Sarah Cutshall | Senior Staff Photographer
Pitt’s head football coach Pat Narduzzi has recently come under intense scrutiny for his delayed response to the killing of George Floyd in Minneapolis. But even after addressing the recurring issues of police brutality and racism that affect many on his predominantly black football team, former players say he still has more to atone for.
Former Panthers linebacker Elias Reynolds posted a tweet on June 1 accusing Narduzzi of using the word “thug” to describe both teams he disapproved of as well as players who broke dress code with hoodies or backwards hats.
Narduzzi publicly addressed the accusations, and the use of the word, for the first time in a written statement released on Tuesday afternoon.
“Simply put, it’s not allowed. Last season, I learned how that word, and what it suggests, has changed,” Narduzzi said. “Through our regular discussions in our weekly leadership council, our players shared those feelings on that word. Our program understands it will not be part of our vocabulary.”

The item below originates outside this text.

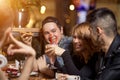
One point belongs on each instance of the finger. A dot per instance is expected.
(18, 43)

Support for Narduzzi’s statement from current Panthers has been quiet. Tweets of it earned likes from defensive backs coach Archie Collins and junior defensive back Jason Pinnock, but no other current players have offered public commentary.
Narduzzi’s Twitter account has been much more active in the time since his first statement on June 2, with multiple posts featuring the #BlackLivesMatter and #Unity hashtags. One of his posts from last week emphasized his pleasure with how the team conversations have been conducted.
“Truly humbled by the respect our players and coaches have for each other and the open-mindedness they approached today’s discussion with,” Narduzzi wrote. “Our country has a bright future as these new leaders emerge every day.”
According to Narduzzi’s tweets from the past week, the conversations referenced in his statement have been held regularly since the beginning of the month and will likely continue as the summer progresses. The Panthers are only in the second day of their phased return due to the COVID-19 pandemic. Athletes are still in the mandatory quarantine period and will not begin group workouts until later in June.